In order to meet LEED Gold standards, and to satisfy the humidity requirements for a library, the mechanical systems were what Yee called atypical.
“The mechanical systems and HVAC distribution are all located under the raised access flooring system, not in the ceilings above,” he said.
“To do that, the sequencing of the installation is different. First goes a slab on which the mechanical systems have been installed, then the floors, the carpet and finally the walls.”
Yee said the project was full of challenges from the start.
For example, it had many stakeholders.
The new library was funded by the City of Surrey, the Province of British Columbia and the Government of Canada, all of whom had input into the project.
In addition, a number of unions and user groups consulted with SODCL on the project.
As a result, negotiations on the scope and budget of the project continued well into the construction phase.
Because part of the financing for the new library came from the federal government’s infrastructure stimulus fund, the project had to be fast-tracked in order to finish by the deadline.
This externally-imposed time line had a hurry-up impact on many different aspects of the project.
It had an accelerated permitting process, a compressed design schedule, a focus on pre-manufacturing materials to increase the overlapping of construction activities, an aggressive construction schedule with multiple shifts and overtime and a detailed commissioning schedule.
It also required a fast-track approach to procurement, which nevertheless needed to be carried out in accordance with the procurement policies of the City of Surrey.
Fortunately, Yee said, SODCL was already familiar with Surrey’s policies, which ensured pre-qualification and procurement was done quickly and with strict adherence to policy.
In the interest of speed and efficiency, many building components were pre-manufactured off-site and delivered as soon as the site was ready for them. SODCL selected design materials, such as steel, glued laminated timber and pre-cast concrete materials, that allowed for large amounts of pre-manufacturing.
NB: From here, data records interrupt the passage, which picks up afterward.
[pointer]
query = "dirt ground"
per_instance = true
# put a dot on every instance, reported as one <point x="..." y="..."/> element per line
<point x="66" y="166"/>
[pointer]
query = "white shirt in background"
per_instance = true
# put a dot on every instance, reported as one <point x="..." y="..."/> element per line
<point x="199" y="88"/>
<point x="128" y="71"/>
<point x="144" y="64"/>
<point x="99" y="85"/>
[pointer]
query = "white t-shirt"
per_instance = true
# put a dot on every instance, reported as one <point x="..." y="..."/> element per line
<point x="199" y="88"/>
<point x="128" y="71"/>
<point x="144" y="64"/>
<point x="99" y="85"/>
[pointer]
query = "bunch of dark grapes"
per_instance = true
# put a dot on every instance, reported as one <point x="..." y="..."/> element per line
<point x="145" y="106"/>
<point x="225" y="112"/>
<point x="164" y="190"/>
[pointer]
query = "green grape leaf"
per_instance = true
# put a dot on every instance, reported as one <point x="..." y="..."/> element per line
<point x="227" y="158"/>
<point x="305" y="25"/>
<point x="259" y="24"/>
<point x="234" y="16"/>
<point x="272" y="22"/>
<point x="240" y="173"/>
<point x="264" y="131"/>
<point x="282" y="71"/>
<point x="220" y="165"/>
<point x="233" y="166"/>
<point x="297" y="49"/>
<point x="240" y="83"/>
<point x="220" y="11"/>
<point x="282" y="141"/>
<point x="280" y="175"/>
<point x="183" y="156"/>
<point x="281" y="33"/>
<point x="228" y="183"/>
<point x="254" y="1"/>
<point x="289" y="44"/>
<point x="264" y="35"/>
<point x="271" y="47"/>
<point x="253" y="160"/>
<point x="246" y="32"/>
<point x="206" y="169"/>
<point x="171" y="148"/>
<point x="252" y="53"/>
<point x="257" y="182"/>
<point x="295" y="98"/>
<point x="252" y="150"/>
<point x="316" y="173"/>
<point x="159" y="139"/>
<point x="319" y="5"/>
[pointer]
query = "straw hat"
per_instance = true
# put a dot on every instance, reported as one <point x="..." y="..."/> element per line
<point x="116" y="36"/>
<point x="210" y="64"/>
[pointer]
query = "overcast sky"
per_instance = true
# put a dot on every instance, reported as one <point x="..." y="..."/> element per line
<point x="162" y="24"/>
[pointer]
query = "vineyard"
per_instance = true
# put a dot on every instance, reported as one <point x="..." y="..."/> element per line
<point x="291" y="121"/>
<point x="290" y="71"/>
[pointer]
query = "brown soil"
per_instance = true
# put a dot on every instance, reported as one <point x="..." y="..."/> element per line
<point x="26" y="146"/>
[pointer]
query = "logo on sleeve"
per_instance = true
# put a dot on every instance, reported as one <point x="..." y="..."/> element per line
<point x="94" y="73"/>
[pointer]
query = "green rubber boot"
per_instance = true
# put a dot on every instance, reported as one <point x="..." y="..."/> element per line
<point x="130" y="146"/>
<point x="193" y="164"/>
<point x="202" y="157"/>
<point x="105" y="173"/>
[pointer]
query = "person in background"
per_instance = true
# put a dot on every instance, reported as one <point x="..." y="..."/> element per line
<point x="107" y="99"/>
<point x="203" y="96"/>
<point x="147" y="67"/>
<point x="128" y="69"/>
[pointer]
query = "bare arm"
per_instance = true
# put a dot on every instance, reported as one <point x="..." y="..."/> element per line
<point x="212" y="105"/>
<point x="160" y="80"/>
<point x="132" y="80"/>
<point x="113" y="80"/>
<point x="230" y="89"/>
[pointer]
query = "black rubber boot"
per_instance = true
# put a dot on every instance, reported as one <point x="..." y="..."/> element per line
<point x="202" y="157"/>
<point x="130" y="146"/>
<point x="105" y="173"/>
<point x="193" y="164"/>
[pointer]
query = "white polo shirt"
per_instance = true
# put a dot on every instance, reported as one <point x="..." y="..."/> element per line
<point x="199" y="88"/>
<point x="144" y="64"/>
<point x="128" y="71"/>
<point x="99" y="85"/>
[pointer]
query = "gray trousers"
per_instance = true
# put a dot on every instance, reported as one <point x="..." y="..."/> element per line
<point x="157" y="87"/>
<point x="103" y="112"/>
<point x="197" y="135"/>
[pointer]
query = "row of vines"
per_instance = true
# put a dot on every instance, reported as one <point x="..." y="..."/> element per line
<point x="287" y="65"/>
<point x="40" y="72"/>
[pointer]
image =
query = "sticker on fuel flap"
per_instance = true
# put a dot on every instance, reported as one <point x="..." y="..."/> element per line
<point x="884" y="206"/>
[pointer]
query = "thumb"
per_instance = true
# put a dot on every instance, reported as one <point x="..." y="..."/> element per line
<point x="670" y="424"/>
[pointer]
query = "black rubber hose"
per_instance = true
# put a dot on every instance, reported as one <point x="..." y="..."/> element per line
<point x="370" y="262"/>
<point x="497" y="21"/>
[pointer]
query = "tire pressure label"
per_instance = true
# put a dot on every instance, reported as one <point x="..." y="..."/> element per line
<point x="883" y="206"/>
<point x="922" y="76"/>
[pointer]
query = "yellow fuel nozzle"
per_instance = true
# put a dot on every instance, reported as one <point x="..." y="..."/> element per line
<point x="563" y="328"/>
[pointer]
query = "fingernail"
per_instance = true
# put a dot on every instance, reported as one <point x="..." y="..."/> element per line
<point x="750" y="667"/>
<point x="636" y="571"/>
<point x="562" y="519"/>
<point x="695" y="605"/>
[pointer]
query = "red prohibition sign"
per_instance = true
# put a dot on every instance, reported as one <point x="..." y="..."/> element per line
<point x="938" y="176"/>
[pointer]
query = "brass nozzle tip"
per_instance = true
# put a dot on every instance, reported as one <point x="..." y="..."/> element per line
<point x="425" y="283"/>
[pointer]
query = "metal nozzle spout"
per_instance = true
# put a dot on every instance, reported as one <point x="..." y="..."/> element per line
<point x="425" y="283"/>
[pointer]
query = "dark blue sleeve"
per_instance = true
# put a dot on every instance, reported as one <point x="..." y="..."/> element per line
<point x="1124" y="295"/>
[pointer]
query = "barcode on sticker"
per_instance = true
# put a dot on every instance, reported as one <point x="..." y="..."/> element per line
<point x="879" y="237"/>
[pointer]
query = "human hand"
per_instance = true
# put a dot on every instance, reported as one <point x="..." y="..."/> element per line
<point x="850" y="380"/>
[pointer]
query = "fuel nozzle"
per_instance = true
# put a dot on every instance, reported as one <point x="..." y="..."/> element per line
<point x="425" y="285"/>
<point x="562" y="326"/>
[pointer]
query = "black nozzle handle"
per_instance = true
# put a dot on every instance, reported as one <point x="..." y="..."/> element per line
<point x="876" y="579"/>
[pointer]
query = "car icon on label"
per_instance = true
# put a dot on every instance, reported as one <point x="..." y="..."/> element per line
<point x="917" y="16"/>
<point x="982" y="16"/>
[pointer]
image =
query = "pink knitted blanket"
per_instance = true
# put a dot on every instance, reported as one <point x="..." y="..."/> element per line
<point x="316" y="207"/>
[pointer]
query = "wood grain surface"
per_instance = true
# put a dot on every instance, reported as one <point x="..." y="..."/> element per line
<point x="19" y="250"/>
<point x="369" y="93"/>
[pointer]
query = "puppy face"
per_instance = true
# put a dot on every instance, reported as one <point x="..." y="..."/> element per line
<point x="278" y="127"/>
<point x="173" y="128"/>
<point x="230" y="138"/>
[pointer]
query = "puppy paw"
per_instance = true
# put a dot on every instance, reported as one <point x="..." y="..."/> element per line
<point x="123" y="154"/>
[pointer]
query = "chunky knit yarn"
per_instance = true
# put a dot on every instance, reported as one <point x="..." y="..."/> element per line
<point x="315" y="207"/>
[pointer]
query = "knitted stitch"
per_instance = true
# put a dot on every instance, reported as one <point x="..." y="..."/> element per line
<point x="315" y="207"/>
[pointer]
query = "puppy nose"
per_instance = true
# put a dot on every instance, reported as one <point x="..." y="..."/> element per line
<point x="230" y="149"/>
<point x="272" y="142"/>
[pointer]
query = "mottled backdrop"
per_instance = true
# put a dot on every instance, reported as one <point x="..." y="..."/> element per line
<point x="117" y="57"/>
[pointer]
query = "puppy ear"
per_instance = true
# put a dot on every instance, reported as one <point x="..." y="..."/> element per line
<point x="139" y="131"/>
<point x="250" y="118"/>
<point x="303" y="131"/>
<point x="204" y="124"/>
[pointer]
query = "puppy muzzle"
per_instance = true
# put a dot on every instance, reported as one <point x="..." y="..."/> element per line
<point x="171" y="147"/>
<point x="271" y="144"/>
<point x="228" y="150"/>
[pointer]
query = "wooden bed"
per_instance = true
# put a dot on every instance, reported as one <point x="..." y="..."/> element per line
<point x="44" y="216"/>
Another time saver was the site trailer dedicated to Building Information Modeling (BIM), which contained a full projection screen and work stations for the consultants and the trade contractor detailers.
All parties attended working sessions during pre-construction in which they looked for design conflicts or gaps.
SODCL’s BIM manager ran clash routines to look for problems and the entire team worked out solutions to them.
“BIM modeling enabled us to co-ordinate drawings, and it helped us to work ahead,” Yee said.
“The crew didn’t have to wait around for answers.”